Эти морализирующие аспекты мифологии, хотя они и очень существенны, почти не удостаивались внимания в научной литературе. Даже Вундт, подчеркивавший эмоциональный элемент «мифологической апперцепции», обходит их молчанием.

В-пятых, если внимательно сопоставлять содержание мифов различных народов, невозможно не заметить одну характерную закономерность: сюжеты мифа, равно как и все его темы, неизменно соответствуют, иногда вплоть до мельчайших деталей, материальным условиям жизни каждого из народов и уровню его развития. Вопросы «откуда?» и «почему?», заложенные в основе любого мифа, никогда не бывают направлены на праздный предмет: их объектами всегда выступают вещи, так или иначе связанные с формами материального существования человека. У первобытных охотников круг их идей обычно ограничивается местным животным и растительным миром, простыми формами родо-племенной жизни; вот почему их мифология изначально занята тем или иным животным и его особенностями, равно как и происхождением огня, матримониальными правилами, тотемистическими группами, обрядами посвящения и т. д.
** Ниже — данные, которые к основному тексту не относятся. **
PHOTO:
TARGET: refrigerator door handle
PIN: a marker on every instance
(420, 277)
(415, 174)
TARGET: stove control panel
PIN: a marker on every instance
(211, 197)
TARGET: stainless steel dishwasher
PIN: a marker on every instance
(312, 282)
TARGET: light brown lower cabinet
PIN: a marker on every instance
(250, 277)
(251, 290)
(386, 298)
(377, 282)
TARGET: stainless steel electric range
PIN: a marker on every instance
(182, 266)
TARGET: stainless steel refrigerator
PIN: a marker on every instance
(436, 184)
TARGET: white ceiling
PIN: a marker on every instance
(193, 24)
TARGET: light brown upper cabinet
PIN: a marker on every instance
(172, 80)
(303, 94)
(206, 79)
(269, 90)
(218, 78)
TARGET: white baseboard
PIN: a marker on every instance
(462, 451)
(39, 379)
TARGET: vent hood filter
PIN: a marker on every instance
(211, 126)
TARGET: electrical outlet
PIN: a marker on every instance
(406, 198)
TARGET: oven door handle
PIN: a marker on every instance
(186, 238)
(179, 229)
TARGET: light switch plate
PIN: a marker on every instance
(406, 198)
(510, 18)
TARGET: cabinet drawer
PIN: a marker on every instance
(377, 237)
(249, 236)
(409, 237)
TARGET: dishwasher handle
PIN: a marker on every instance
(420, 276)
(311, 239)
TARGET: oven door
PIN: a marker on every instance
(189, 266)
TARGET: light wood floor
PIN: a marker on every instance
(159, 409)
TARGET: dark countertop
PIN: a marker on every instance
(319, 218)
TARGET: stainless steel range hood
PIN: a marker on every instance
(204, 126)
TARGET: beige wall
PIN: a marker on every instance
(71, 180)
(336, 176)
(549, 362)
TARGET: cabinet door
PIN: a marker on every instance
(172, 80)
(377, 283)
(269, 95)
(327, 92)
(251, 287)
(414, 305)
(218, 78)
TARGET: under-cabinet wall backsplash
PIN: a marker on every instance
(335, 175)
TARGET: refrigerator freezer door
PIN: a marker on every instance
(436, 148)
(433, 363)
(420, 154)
Здесь же встречаются астральные мифы, но все они касаются лишь внешних характеристик явлений — каждодневного движения Солнца, фаз Луны и т. д., тогда как у оседлых земледельческих народов, жизнь которых более стабильна, горизонт — шире, мифология обычно складывается из сложного цикла сказаний, соответствующего не только отдельным феноменам природы или общественной жизни, но иногда содержащего целостную концепцию мироздания. Короче говоря, мифология включает в себя эволюционные стадии, соответствующие главным эпохам развития социальной жизни людей.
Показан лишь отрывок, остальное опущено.